Targeting Metabolism and Autophagy in the Context of Haematologic Malignancies

1Manitoba Institute of Cell Biology, 675 McDermot Avenue, Winnipeg, MB, Canada R3E 0V9
2Department of Internal Medicine, Faculty of Medicine, University of Manitoba, 770 Bannatyne Avenue, Winnipeg, MB, Canada R3T 2N2
3CancerCare Manitoba, Section of Haematology/Oncology, 675 McDermot Avenue, Winnipeg, MB, Canada R3E 0V9
4Biochemistry and Medical Genetics, Faculty of Medicine, University of Manitoba, 745 Bannatyne Avenue, Winnipeg, MB, Canada R3E 0J9

Received 13 April 2012; Accepted 28 May 2012

Academic Editor: Giuseppe Filomeni

Copyright © 2012 Versha Banerji and Spencer B. Gibson. This is an open access article distributed under the Creative Commons Attribution License, which permits unrestricted use, distribution, and reproduction in any medium, provided the original work is properly cited.

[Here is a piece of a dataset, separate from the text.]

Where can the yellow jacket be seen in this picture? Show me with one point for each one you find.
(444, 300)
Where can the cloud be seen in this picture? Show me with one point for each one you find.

Autophagy is a cellular process that maintains the homeostasis of the normal cell. It not only allows for cell survival in times of metabolic stress with nutrient recycling but also is able to lead to cell death when required. During malignant transformation the cell is able to proliferate and survive. This is due to altered cell metabolism and the presence of altered genetic changes that maintain the cell survival. Metabolism was considered an innocent bystander that was a consequence of the increased nutrient requirement for the survival and proliferation of haematological malignancies. The interdependency of metabolism and cellular mechanisms such as autophagy are becoming more evident and important. This interdependence contributes to increased cancer progression and drug resistance. In this paper we aim to discuss autophagy, how it pertains to metabolism in the context of hematologic malignancies, and the implications for therapy.